Plop was their car, a second-hand Honda bought in the early years of their marriage and kept running by Annie's ingenuity. The last three letters of the license plate were PLP. They had had good times in that car—now he came to think about it, a couple of really fantastic times. And then yesterday…

"I was putting the shopping away in the boot," said Simon, slowly. He watched Annie's thin, clever face, her grey eyes that seemed to miss nothing. "I put the baby down on the roof while I packed. I got in the car. I turned on the ignition. I forgot—"

"You forgot the baby was still on the roof." He wish she wouldn't sound so damn kind about it, like a priest receiving confession.

"And I started up Plop, and the carseat came off the roof and hit the pavement."

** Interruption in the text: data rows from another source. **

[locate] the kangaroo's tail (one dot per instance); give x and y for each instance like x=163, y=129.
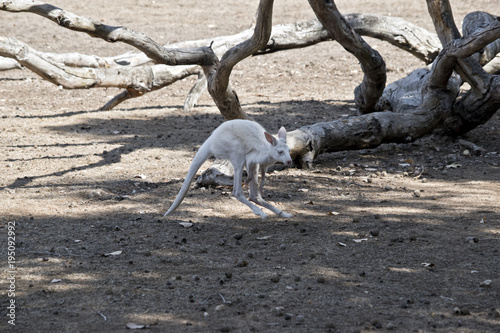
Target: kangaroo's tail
x=201, y=156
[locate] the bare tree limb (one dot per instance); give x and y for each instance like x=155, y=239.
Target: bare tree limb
x=218, y=73
x=469, y=70
x=421, y=102
x=195, y=92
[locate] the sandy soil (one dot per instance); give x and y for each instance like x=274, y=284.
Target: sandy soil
x=399, y=238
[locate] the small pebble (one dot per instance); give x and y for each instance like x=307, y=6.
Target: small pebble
x=275, y=278
x=279, y=311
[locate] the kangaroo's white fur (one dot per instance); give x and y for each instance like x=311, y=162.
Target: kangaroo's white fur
x=244, y=143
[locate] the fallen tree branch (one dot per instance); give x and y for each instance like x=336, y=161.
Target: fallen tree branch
x=218, y=73
x=368, y=92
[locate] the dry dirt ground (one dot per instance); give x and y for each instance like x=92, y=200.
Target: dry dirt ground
x=399, y=238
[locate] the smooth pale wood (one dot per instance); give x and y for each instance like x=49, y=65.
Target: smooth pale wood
x=368, y=92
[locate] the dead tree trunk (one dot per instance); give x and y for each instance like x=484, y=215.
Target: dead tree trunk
x=411, y=107
x=368, y=92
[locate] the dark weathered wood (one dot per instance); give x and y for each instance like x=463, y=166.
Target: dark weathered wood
x=140, y=79
x=153, y=50
x=372, y=64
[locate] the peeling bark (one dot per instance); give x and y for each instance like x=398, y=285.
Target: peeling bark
x=140, y=79
x=368, y=92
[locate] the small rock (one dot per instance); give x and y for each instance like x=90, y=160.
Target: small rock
x=254, y=230
x=494, y=313
x=485, y=284
x=377, y=324
x=275, y=278
x=461, y=311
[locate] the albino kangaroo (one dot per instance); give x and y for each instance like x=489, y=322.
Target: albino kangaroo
x=245, y=144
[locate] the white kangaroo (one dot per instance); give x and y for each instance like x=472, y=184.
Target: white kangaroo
x=244, y=143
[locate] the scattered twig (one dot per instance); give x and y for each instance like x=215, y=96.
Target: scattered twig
x=103, y=316
x=224, y=300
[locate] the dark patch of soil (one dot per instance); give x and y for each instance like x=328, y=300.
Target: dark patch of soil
x=399, y=238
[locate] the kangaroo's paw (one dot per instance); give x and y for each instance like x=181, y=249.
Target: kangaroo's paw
x=285, y=215
x=259, y=212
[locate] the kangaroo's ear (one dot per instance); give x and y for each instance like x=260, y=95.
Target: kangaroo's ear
x=270, y=139
x=282, y=134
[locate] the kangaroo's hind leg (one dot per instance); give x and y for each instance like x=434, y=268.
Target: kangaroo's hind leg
x=238, y=191
x=255, y=193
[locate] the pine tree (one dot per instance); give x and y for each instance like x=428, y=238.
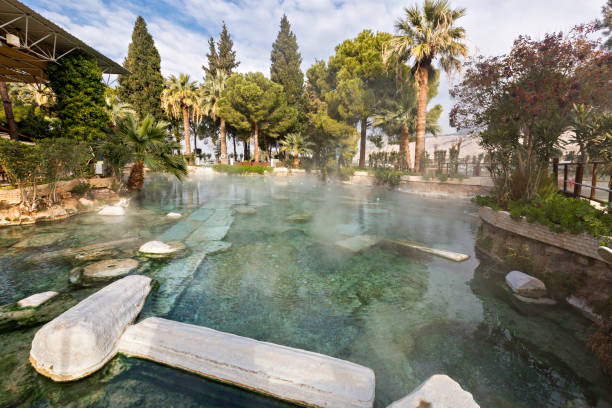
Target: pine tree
x=286, y=60
x=227, y=56
x=142, y=89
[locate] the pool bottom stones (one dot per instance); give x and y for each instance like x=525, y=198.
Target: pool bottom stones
x=84, y=338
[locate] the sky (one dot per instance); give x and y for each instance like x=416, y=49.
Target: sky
x=181, y=28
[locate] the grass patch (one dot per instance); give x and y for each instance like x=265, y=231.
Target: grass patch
x=240, y=169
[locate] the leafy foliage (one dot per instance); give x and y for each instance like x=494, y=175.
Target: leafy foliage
x=253, y=102
x=425, y=35
x=286, y=61
x=388, y=177
x=240, y=169
x=62, y=158
x=22, y=165
x=221, y=56
x=146, y=144
x=143, y=87
x=178, y=100
x=79, y=91
x=559, y=214
x=521, y=103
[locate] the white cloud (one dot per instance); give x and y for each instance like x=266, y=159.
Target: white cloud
x=319, y=26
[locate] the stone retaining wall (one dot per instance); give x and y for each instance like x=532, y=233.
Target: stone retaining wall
x=568, y=264
x=11, y=197
x=582, y=244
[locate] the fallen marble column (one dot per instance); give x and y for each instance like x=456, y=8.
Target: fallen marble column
x=443, y=253
x=81, y=340
x=290, y=374
x=438, y=391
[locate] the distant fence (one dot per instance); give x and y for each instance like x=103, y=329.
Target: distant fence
x=573, y=176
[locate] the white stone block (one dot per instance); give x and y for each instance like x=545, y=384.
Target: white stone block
x=157, y=248
x=358, y=243
x=112, y=210
x=290, y=374
x=525, y=285
x=37, y=299
x=82, y=339
x=438, y=391
x=443, y=253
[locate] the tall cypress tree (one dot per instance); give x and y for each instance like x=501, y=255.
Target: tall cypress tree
x=142, y=89
x=213, y=59
x=286, y=60
x=227, y=55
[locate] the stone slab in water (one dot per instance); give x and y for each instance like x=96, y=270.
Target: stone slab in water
x=443, y=253
x=216, y=247
x=109, y=268
x=174, y=279
x=525, y=285
x=39, y=240
x=83, y=252
x=36, y=299
x=221, y=218
x=81, y=340
x=206, y=233
x=160, y=249
x=112, y=210
x=438, y=391
x=359, y=242
x=290, y=374
x=245, y=209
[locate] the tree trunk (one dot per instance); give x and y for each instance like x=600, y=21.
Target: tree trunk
x=405, y=145
x=186, y=130
x=364, y=129
x=235, y=154
x=256, y=140
x=136, y=179
x=8, y=110
x=223, y=141
x=422, y=77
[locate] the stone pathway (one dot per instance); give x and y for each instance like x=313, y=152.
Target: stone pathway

What was creepy, Simon thought, was the way the baby hadn't cried. Hadn't even made a sound. Simon had brought Plop to a screeching stop, and there was Tommy, upside down in his sky-blue carseat, wiggling his chubby little arms and legs. He had checked and rechecked to see if anything was broken, if he was in shock. But there was nothing, just that little scratch where the baby's forehead had met the tarmac. There had been no swelling, and no blood.

Of course. There wouldn't be.

"I didn't mean to do it. I just wasn't paying attention."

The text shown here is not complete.